The Nurse Practitioner curriculum at the University of South Carolina College of Nursing prepares advanced practice nurses to deliver quality health care to individuals across the life span. Focus areas include Women's Health, Adult, Family, Mental Health, Acute Care, and Pediatrics.

Expertise acquired through education and clinical practice allows nurse practitioners to perform physical assessments, diagnose and manage acute and chronic illnesses, provide health promotion interventions, and make referrals to appropriate community resources.

 

General Information

The number of hours each student spends per week with his or her preceptor will vary with each clinical course. Mutually acceptable times should be determined by the student and the preceptor.

The student is expected to share the course syllabus with you. The course syllabus provides a description of the course as well as specific learning objectives, didactic topics, and other course requirements.

 

Required Clinical Hours
Course
N704 6.5 hours per week  

 92 clinical hours/ fall and spring semesters

N705, N706, N743, N776 8 hours per week   112 clinical hours/ fall and spring semesters
N793 16 hours per week  

240 clinical hours/ fall and spring semesters

Preceptor's Role
 
  • Selects patients and provides learning experiences appropriate to clinical objectives.
  • Observes student directly and provides constructive feedback.
  • Is available for consultation and review of patient history, physical exam and laboratory findings, diagnoses, and plan of treatment.
  • Provides frequent feedback concerning student's clinical progress, discussing both strengths and weaknesses.
  • Plans with student for additional experiences.
  • Validates student's progress through written evaluations.
  • Shares evaluations with student and USC faculty.
 
Student's Role
 
  • Obtain comprehensive health histories.
  • Conduct physical examinations.
  • Present findings clearly and concisely.
  • Order and interpret screening and diagnostic laboratory tests.
  • Identify, evaluate, and manage common acute conditions and stable chronic conditions.
  • Co-manage patients with complex health problems.
  • Determine health knowledge and practice to identify risk factors.
  • Evaluate emotional and social well-being.
  • Identify primary health care needs within the context of the sociocultural environment.
  • Develop health education and health promotion interventions.
  • Recognize the influences of cultural diversity in health care.
  • Collaborate with other health care professionals and make appropriate referrals.
  • Document findings in an organized, thorough manner.
  • Evaluate precepted experience.

 

Section II
Preparing for the Student

 

For the preceptor, planning is essential to a successful program. The provider needs to assess his/her interest and ability to take the time to teach and serve as a role model for the student. Weighing other clinical circumstances, such as patient load, space limitations, and time commitments to other students, institutions or staff goes far toward insuring a mutually beneficial experience by minimizing disruptions to the clinic routine and facilitating completion of student projects. Involving the staff in planning for the student's preceptorship has proved a good way to integrate the student into staff schedules and ongoing program activities.
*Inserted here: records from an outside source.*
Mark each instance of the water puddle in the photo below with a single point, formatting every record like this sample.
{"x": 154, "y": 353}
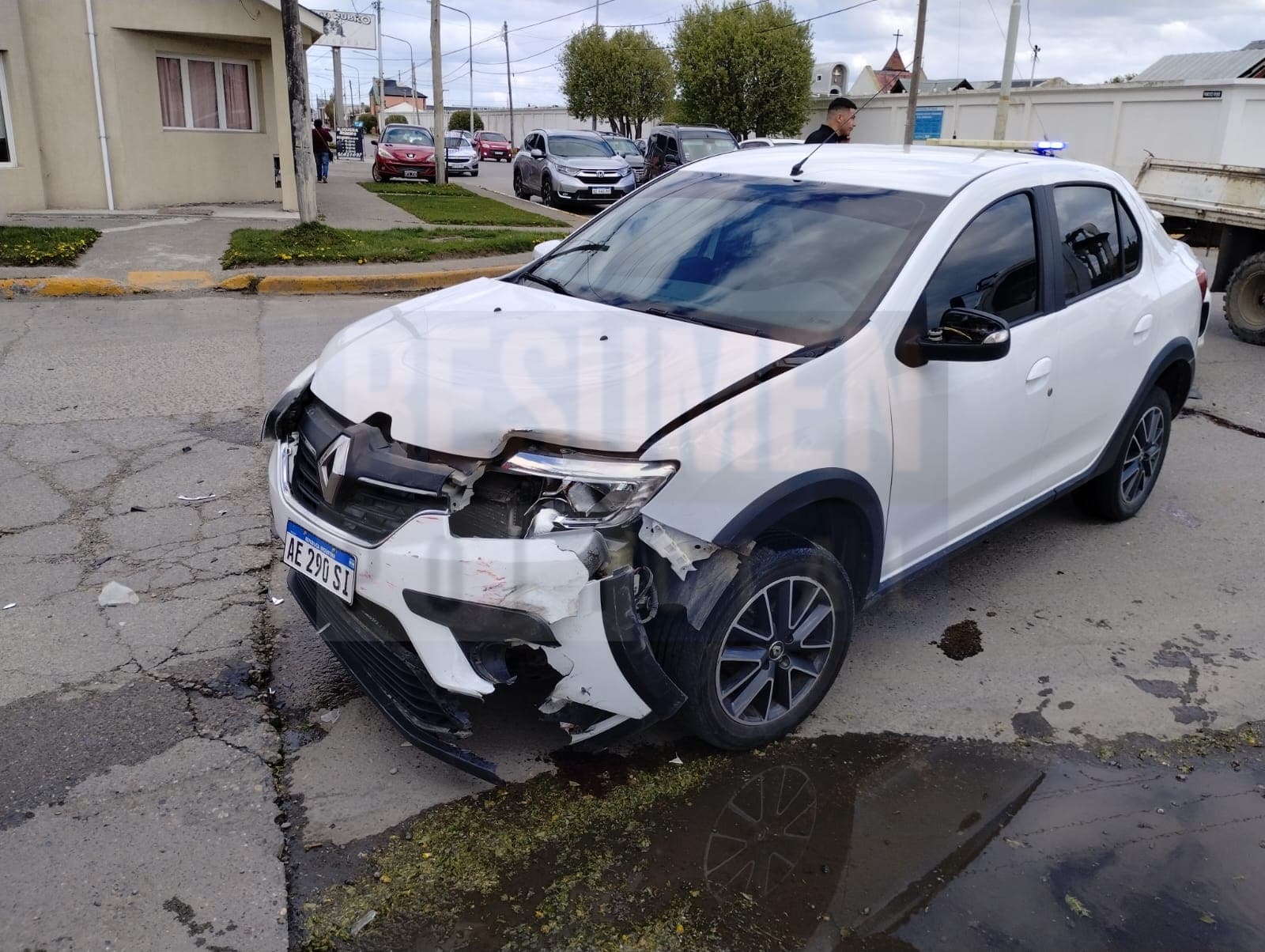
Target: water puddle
{"x": 835, "y": 844}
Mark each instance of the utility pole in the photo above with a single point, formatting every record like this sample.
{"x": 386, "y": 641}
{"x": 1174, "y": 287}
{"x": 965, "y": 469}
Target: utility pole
{"x": 915, "y": 74}
{"x": 381, "y": 99}
{"x": 436, "y": 79}
{"x": 509, "y": 82}
{"x": 1003, "y": 98}
{"x": 300, "y": 119}
{"x": 598, "y": 22}
{"x": 339, "y": 115}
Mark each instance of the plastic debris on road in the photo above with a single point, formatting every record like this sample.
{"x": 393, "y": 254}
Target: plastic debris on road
{"x": 115, "y": 594}
{"x": 364, "y": 920}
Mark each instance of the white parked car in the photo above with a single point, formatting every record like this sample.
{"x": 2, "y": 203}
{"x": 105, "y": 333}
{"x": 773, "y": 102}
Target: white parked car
{"x": 674, "y": 456}
{"x": 461, "y": 155}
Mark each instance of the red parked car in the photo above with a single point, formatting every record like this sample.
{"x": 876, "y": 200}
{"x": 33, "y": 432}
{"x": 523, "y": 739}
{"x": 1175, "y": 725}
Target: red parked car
{"x": 493, "y": 145}
{"x": 405, "y": 152}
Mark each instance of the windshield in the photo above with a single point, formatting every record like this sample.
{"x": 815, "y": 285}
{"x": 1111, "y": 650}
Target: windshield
{"x": 624, "y": 147}
{"x": 408, "y": 137}
{"x": 796, "y": 261}
{"x": 696, "y": 145}
{"x": 579, "y": 147}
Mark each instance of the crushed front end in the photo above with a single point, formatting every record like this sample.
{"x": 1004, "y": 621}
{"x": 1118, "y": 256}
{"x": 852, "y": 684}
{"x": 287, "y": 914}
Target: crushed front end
{"x": 430, "y": 575}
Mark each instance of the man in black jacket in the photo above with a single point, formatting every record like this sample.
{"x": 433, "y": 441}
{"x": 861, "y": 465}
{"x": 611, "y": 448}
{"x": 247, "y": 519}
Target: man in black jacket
{"x": 840, "y": 122}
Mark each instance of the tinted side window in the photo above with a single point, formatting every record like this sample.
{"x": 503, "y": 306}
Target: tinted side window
{"x": 1129, "y": 237}
{"x": 992, "y": 266}
{"x": 1089, "y": 238}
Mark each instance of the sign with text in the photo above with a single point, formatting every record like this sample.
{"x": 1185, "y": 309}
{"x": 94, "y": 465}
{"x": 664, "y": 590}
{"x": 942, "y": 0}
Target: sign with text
{"x": 927, "y": 122}
{"x": 356, "y": 31}
{"x": 351, "y": 142}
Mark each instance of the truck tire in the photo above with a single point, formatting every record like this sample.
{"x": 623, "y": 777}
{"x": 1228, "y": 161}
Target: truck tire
{"x": 1245, "y": 300}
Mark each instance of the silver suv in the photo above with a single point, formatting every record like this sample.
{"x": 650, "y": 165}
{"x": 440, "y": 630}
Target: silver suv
{"x": 563, "y": 166}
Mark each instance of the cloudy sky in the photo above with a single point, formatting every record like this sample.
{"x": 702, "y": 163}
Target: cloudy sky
{"x": 1082, "y": 41}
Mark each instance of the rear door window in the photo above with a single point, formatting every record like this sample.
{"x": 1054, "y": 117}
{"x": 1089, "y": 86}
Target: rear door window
{"x": 1089, "y": 236}
{"x": 992, "y": 266}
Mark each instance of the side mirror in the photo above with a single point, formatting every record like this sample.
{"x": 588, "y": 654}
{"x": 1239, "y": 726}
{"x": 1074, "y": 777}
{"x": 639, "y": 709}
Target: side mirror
{"x": 963, "y": 334}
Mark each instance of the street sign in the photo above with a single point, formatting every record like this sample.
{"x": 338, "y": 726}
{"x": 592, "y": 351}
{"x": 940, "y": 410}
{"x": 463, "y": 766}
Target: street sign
{"x": 351, "y": 143}
{"x": 927, "y": 122}
{"x": 356, "y": 31}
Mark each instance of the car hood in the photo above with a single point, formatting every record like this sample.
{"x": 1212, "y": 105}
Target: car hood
{"x": 461, "y": 371}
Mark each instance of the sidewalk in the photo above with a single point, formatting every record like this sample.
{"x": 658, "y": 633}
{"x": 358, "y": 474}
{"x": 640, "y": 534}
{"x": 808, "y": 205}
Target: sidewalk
{"x": 179, "y": 248}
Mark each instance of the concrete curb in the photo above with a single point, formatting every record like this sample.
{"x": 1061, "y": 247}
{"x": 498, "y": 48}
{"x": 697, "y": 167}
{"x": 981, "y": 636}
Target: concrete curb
{"x": 246, "y": 282}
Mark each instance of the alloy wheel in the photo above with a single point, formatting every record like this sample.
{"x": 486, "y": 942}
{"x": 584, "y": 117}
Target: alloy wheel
{"x": 776, "y": 650}
{"x": 1142, "y": 459}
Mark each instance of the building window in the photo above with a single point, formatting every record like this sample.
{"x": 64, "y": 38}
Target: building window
{"x": 206, "y": 94}
{"x": 6, "y": 132}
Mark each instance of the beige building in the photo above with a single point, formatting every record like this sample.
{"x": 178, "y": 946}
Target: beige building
{"x": 191, "y": 94}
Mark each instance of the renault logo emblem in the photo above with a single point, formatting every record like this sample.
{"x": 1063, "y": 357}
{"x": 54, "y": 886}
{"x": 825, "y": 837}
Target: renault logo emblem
{"x": 332, "y": 467}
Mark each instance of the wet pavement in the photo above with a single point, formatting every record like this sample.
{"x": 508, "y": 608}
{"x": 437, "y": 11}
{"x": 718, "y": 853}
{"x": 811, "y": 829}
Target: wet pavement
{"x": 843, "y": 842}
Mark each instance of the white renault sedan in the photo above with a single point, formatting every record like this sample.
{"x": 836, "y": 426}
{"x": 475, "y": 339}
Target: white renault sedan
{"x": 667, "y": 463}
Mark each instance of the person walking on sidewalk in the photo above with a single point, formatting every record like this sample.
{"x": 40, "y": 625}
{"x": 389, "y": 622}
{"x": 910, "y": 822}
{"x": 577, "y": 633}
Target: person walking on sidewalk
{"x": 323, "y": 149}
{"x": 840, "y": 122}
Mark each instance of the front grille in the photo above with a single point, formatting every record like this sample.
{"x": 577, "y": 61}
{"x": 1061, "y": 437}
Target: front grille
{"x": 366, "y": 512}
{"x": 375, "y": 648}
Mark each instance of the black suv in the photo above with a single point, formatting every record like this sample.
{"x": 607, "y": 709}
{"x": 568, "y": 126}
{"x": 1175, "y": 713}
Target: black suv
{"x": 672, "y": 145}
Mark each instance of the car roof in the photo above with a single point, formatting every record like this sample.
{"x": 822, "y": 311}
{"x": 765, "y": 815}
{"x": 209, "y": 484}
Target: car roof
{"x": 931, "y": 170}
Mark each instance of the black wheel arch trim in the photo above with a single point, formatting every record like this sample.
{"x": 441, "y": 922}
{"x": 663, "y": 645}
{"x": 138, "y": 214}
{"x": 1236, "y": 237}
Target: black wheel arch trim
{"x": 1176, "y": 351}
{"x": 825, "y": 485}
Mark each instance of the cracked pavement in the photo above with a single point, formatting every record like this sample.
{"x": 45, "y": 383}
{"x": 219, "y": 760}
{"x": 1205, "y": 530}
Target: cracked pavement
{"x": 168, "y": 761}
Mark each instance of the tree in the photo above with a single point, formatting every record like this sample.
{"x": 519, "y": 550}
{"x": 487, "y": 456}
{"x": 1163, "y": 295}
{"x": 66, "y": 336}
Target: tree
{"x": 623, "y": 79}
{"x": 748, "y": 69}
{"x": 461, "y": 120}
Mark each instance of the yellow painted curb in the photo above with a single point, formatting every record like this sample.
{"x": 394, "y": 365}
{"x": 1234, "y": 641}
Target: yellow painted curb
{"x": 170, "y": 280}
{"x": 375, "y": 284}
{"x": 60, "y": 286}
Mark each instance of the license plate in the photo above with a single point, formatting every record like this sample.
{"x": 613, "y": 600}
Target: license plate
{"x": 332, "y": 569}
During the first week, the student and preceptor should jointly establish the student's preceptorship objectives. This activity often clarifies the expectations of both parties. The contracting provides the opportunity for the student and preceptor to discuss, negotiate, and outline explicit learning objectives as a means of structuring both the student's experience and the evaluation of his/her progress. The level of academic knowledge and clinical skill must be established especially with pre-clinical students who are often eager for as much clinical practice as possible.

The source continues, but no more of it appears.